SUBMISSION RULES: Please fill out the online submission form and attach the essay. Essay must be typeset, double-spaced, standard margins, font size of 11 to 14 point, and attached as a PDF. Your name and the name of your essay must be included on every page. Pages must be numbered. Indicate word length at end of the essay. Please choose your own title; do not use the topic of the essay as the title. Do not attach a resume with your essay.

AGREEMENT: By entering the competition, you agree to permit your winning essay to be printed in full or in part in Freethought Today, FFRF's newspaper; announced in a news release, and posted online at FFRF's website. You also agree, if you win an award, to promptly provide FFRF with a high-resolution photograph of yourself suitable for reproduction with your winning essay.

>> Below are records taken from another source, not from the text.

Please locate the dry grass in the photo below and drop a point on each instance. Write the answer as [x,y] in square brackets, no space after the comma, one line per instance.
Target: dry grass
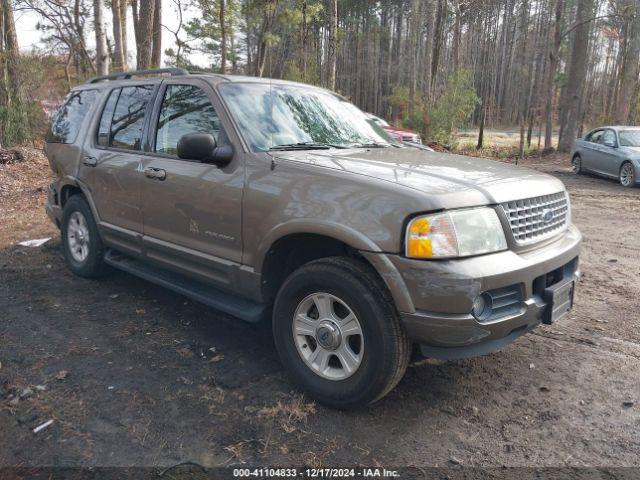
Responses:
[289,414]
[23,186]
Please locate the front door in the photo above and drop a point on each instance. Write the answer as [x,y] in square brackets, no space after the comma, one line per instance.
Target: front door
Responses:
[191,210]
[111,166]
[591,149]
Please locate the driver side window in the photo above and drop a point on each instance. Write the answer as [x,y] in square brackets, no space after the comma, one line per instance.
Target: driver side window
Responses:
[608,138]
[595,136]
[185,109]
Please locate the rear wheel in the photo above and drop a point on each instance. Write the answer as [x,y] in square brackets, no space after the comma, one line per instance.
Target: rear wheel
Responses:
[627,175]
[576,164]
[81,243]
[338,334]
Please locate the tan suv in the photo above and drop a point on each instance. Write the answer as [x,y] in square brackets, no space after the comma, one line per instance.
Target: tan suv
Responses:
[274,200]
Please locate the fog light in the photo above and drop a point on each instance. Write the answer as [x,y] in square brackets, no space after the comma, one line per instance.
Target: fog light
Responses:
[482,306]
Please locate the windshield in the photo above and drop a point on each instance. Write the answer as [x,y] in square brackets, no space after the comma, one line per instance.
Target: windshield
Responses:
[379,121]
[629,138]
[283,116]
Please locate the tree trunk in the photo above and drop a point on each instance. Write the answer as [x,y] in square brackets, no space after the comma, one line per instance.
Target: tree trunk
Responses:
[118,47]
[102,56]
[124,4]
[577,74]
[332,45]
[629,74]
[223,39]
[156,52]
[429,13]
[267,24]
[554,51]
[144,36]
[11,52]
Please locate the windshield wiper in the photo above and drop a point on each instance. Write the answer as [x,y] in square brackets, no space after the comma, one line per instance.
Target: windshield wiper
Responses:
[371,145]
[306,146]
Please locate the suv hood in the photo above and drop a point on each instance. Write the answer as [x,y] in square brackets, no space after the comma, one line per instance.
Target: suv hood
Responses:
[459,180]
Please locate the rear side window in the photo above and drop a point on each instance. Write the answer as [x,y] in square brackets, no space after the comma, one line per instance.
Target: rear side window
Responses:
[69,119]
[104,129]
[185,109]
[123,117]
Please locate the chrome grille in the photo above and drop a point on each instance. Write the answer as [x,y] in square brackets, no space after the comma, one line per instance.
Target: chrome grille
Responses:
[538,218]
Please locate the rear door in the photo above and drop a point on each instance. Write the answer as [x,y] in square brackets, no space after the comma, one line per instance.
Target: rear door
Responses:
[111,165]
[591,149]
[607,160]
[192,211]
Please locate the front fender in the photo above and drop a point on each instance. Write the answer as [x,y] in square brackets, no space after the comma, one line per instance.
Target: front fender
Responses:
[343,233]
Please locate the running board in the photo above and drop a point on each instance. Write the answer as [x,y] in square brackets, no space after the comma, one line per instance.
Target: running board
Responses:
[239,307]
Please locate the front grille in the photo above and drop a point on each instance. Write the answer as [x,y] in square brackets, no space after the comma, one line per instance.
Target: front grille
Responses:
[535,219]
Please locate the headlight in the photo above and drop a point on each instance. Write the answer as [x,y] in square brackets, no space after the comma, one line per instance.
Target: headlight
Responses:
[458,233]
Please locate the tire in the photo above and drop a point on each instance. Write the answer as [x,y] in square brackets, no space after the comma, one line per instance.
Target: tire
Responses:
[627,175]
[350,287]
[81,243]
[576,164]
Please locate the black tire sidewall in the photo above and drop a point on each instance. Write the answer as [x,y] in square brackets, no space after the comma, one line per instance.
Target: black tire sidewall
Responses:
[576,159]
[373,313]
[633,173]
[93,265]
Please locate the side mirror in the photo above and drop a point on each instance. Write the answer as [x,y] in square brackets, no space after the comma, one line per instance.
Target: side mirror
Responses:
[204,148]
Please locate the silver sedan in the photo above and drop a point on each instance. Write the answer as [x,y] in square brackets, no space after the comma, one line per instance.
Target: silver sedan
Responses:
[611,152]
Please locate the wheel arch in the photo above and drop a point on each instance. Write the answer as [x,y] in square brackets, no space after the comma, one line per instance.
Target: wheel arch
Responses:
[291,251]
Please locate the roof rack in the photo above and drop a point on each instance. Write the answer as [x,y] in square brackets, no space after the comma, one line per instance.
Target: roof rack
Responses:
[126,75]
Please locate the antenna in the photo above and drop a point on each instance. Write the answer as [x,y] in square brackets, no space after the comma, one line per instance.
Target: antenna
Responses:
[270,95]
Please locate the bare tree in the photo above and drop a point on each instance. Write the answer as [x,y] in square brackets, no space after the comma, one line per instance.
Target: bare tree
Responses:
[554,50]
[144,33]
[576,77]
[332,43]
[223,37]
[102,56]
[629,74]
[119,55]
[156,53]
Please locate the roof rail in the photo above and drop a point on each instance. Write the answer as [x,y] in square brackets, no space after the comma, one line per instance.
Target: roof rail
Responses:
[126,75]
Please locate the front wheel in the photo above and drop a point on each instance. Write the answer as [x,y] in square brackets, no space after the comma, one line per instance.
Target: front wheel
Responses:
[627,175]
[338,333]
[81,243]
[576,164]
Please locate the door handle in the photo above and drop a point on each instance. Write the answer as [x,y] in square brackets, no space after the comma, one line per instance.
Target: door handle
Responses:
[90,161]
[157,173]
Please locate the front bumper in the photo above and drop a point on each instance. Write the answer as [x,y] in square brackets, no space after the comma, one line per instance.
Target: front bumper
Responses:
[442,294]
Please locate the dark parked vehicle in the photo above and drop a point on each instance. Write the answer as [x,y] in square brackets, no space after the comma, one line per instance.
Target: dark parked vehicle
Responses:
[612,152]
[399,134]
[277,201]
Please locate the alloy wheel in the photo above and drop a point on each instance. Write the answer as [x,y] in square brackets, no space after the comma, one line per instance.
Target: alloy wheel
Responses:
[575,164]
[78,237]
[328,336]
[627,175]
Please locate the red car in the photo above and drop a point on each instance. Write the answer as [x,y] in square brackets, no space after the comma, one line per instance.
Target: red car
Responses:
[397,133]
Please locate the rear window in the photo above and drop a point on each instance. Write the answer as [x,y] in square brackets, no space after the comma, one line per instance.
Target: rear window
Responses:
[123,117]
[69,119]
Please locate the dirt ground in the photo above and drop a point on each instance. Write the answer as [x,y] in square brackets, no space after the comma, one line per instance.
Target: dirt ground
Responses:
[134,375]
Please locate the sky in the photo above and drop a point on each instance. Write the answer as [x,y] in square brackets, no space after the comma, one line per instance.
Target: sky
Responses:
[29,37]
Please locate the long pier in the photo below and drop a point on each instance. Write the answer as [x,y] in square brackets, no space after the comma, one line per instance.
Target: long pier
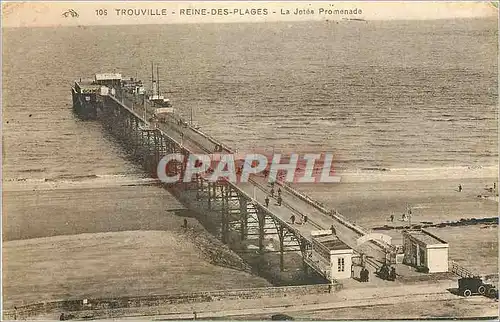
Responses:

REQUIREMENTS: Winners may be asked to send verification of student enrollment. Students will be disqualified if they do not follow instructions, including word limit and deadline. FFRF monitors for plagiarism. You may not re-enter this contest if FFRF has previously awarded you for an essay in FFRF's Brian Bolton "Graduate/Older Student" contest. If you have previously entered but not won, you may submit another essay in this year's contest.

BANISH MANGLISH: FFRF encourages you to please use inclusive language, rather than male-generic language. For example, try "humanity" or "humankind," rather than "mankind."

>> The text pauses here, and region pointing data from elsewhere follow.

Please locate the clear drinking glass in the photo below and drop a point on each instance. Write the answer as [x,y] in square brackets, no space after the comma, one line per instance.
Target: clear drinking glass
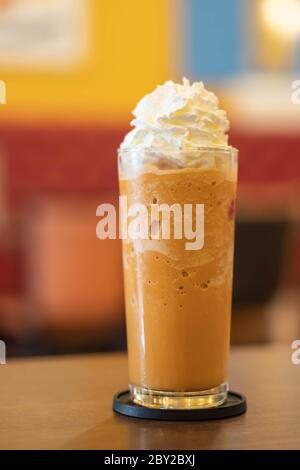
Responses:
[178,300]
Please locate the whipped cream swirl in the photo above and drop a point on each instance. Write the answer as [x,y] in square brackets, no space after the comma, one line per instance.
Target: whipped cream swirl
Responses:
[178,117]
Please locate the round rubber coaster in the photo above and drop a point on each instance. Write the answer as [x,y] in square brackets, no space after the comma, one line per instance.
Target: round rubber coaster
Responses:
[235,405]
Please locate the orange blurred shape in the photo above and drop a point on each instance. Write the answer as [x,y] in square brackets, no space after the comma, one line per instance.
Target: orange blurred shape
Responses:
[74,279]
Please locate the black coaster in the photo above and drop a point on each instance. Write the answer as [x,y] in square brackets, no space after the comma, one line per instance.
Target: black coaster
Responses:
[234,405]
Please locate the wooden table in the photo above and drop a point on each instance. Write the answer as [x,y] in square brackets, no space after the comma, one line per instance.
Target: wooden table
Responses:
[65,403]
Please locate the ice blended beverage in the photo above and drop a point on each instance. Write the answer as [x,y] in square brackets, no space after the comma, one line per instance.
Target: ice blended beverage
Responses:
[178,290]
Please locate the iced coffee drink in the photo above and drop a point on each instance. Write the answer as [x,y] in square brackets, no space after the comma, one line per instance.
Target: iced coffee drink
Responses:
[178,290]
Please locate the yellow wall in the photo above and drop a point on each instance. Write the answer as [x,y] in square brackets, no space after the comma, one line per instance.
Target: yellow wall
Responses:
[128,57]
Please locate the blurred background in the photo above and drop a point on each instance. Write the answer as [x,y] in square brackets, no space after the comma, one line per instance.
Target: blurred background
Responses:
[74,70]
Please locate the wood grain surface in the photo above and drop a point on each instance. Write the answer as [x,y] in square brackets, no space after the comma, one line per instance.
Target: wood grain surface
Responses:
[65,403]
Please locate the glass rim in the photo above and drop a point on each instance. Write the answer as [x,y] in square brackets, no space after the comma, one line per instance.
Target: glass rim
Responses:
[201,148]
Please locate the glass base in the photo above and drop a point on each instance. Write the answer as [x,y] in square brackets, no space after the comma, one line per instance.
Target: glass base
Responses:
[179,400]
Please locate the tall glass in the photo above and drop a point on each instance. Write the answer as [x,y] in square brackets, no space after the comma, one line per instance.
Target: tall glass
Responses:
[178,300]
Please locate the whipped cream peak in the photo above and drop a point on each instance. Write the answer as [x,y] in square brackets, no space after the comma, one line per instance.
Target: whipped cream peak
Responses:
[178,117]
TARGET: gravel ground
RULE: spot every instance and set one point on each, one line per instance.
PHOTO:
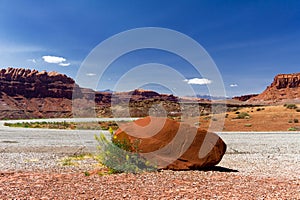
(256, 166)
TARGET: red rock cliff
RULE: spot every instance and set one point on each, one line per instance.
(34, 84)
(284, 87)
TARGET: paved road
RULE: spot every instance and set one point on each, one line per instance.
(266, 153)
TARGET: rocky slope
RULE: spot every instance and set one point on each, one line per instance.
(285, 87)
(26, 93)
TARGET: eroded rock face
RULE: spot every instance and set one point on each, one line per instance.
(34, 84)
(245, 97)
(173, 145)
(284, 87)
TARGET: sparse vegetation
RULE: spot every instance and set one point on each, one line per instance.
(121, 156)
(248, 125)
(291, 106)
(292, 129)
(243, 115)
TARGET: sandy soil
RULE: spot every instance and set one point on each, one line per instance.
(265, 118)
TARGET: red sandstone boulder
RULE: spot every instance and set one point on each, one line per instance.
(173, 145)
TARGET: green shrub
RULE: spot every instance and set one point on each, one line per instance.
(292, 129)
(291, 106)
(121, 156)
(243, 115)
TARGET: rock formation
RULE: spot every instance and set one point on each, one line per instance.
(33, 84)
(285, 87)
(245, 97)
(173, 145)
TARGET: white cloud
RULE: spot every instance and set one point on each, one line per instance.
(198, 81)
(31, 60)
(64, 64)
(53, 59)
(61, 61)
(91, 74)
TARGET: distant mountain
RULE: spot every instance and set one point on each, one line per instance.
(245, 97)
(26, 93)
(285, 87)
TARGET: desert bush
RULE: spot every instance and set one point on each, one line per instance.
(292, 129)
(243, 115)
(291, 106)
(121, 156)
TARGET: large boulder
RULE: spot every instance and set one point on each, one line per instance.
(172, 145)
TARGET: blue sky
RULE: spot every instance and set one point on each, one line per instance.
(250, 41)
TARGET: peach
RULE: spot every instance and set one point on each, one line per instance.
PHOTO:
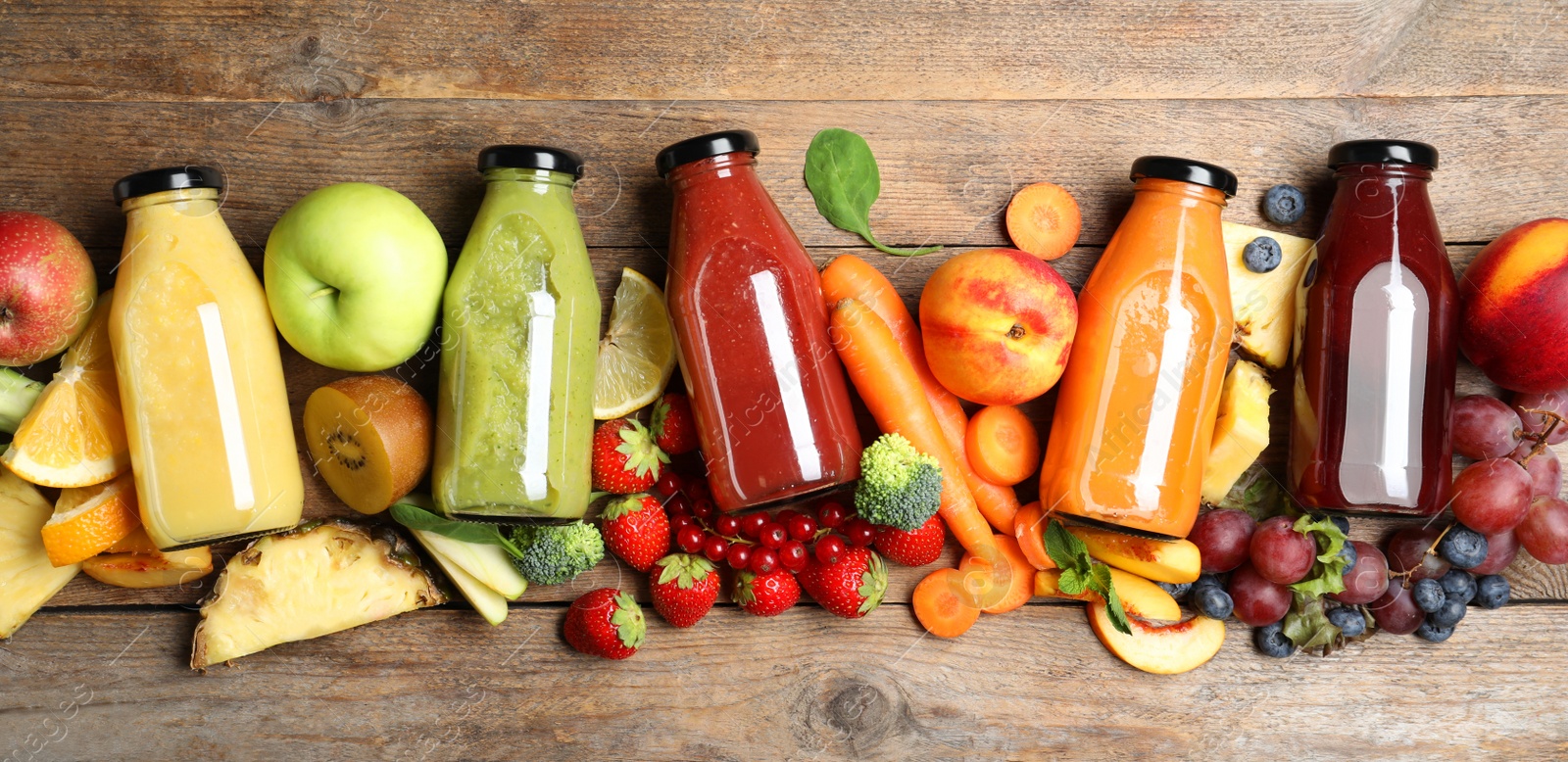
(1513, 308)
(998, 325)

Click here to submit your essay.

Click here to view the 2020 winners.


2021 Cornelius Vanderbroek Memorial Essay Competition for Law School Students 

Essay Prompt, Requirements, Eligibility, and Awards

First Place Prize: $4,000
Second Place Award: $3,000
Third Place Award: $2,000
Optional Honorable Mention(s): $500

All eligible entrants will also receive a full 1-year complimentary student membership to FFRF, which includes a digital version of 10 issues of Freethought Today, FFRF’s newspaper (publishes winning student essays).

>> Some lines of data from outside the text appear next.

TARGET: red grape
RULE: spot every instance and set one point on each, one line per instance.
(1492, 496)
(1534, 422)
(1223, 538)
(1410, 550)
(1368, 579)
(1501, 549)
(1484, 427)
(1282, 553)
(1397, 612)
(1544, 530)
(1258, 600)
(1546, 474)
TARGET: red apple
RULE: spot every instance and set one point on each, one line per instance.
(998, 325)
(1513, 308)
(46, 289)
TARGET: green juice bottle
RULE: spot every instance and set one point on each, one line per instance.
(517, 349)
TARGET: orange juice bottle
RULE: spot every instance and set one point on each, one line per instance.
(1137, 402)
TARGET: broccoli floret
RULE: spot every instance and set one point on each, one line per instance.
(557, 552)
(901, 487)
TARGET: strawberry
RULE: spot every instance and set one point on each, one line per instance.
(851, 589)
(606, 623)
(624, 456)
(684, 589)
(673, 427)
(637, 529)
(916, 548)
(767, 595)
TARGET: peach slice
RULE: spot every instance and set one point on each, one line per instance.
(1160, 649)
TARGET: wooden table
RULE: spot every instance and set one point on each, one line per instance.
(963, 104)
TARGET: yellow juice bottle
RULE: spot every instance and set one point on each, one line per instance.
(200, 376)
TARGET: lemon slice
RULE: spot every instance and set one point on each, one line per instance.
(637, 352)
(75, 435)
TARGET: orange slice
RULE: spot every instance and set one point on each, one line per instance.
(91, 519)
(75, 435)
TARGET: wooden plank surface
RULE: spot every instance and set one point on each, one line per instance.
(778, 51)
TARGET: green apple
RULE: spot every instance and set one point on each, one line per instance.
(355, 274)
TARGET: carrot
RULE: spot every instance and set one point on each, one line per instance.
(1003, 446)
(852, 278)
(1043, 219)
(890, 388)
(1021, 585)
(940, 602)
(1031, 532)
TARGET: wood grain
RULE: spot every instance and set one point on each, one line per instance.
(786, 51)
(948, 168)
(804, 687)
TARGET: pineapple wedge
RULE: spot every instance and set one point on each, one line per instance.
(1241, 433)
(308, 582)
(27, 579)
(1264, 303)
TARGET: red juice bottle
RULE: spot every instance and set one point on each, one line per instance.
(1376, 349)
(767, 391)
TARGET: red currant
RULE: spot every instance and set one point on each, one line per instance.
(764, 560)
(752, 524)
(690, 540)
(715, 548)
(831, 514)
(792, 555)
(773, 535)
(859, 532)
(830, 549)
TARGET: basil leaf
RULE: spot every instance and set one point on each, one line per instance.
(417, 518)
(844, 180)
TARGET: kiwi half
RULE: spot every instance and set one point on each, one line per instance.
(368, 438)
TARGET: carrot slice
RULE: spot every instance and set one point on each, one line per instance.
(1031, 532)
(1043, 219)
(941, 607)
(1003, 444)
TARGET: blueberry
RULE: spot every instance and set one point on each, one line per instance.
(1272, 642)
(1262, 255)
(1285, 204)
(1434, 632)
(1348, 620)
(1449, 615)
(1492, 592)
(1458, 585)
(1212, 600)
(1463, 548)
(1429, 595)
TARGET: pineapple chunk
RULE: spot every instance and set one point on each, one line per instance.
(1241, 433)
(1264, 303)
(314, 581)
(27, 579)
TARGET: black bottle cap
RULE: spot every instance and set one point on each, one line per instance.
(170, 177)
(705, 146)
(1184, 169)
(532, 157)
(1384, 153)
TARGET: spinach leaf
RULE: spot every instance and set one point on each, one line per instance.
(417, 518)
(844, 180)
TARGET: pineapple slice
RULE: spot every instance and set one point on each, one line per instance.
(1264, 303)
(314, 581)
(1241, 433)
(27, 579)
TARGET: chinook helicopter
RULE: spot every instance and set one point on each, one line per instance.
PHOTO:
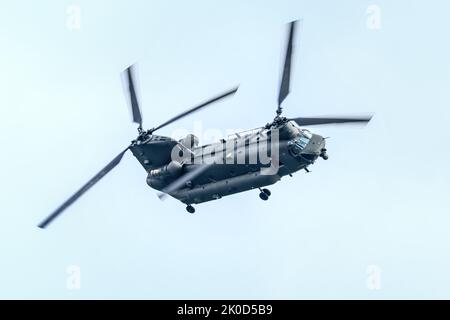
(247, 160)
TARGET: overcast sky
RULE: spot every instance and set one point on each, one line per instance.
(371, 222)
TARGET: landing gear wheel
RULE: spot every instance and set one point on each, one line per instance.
(263, 196)
(190, 209)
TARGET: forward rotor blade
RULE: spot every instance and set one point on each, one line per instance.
(129, 85)
(83, 189)
(181, 181)
(286, 77)
(331, 120)
(196, 108)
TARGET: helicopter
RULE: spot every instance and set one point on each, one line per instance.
(248, 160)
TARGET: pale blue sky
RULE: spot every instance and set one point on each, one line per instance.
(381, 199)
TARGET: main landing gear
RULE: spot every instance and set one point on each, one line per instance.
(264, 194)
(190, 209)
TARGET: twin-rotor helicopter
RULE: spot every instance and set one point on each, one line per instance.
(194, 174)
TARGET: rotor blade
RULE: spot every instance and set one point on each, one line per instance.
(130, 80)
(331, 120)
(196, 108)
(286, 77)
(83, 189)
(181, 181)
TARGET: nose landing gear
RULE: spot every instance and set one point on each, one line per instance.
(264, 194)
(323, 154)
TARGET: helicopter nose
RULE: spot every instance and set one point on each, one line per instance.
(322, 150)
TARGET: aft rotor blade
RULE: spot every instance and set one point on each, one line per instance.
(181, 181)
(130, 81)
(331, 120)
(83, 189)
(196, 108)
(286, 77)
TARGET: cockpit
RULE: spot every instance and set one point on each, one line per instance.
(299, 143)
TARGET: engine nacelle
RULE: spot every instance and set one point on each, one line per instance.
(190, 141)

THIS YEAR'S TOPIC: Why "history" shouldn't justify violations of the separation between state and church.

PROMPT: In Town of Greece v. Galloway, the Supreme Court wrote that “the Establishment Clause must be interpreted ‘by reference to historical practices and understandings.’” In the wake of that decision, courts have struggled to define the exact contours of the historical considerations at play, with some courts treating Galloway as announcing a broadly applicable “history test,” while others have continued to apply more traditional Establishment Clause tests. In no more than 1,500 words, identify the dangers in interpreting Galloway as establishing a broadly applicable “history test” and, with citation to at least two post-Galloway cases, from any courts, define the outer boundaries where a history test should be applied.

DEADLINE: June 15, 2021

ELIGIBILITY: The contest is open to students enrolled in a North American law school during the 2020-21 academic year. You remain eligible to enter this contest if you are a 3L and graduate from law school in 2021. You are not eligible to enter if you will be starting law school for the first time in the fall of 2021. You may not re-enter if FFRF has already awarded you for a law student essay.

WORD LIMIT AND FORMATTING: Essay must be no longer than 1,500 words (not including footnotes), double spaced, standard margins, and font size 11 to 14 point. Include your name and title of your essay on each page. Choose your own title. Pages must be numbered. Indicate word length at end of essay.

AGREEMENT: By entering, students agree to permit winning essays to be printed in full or in part in Freethought Today, FFRF's newspaper, and posted online at FFRF's website. Winners agree to promptly provide a photograph suitable for reproduction with their essay. Verification of student enrollment may also be requested.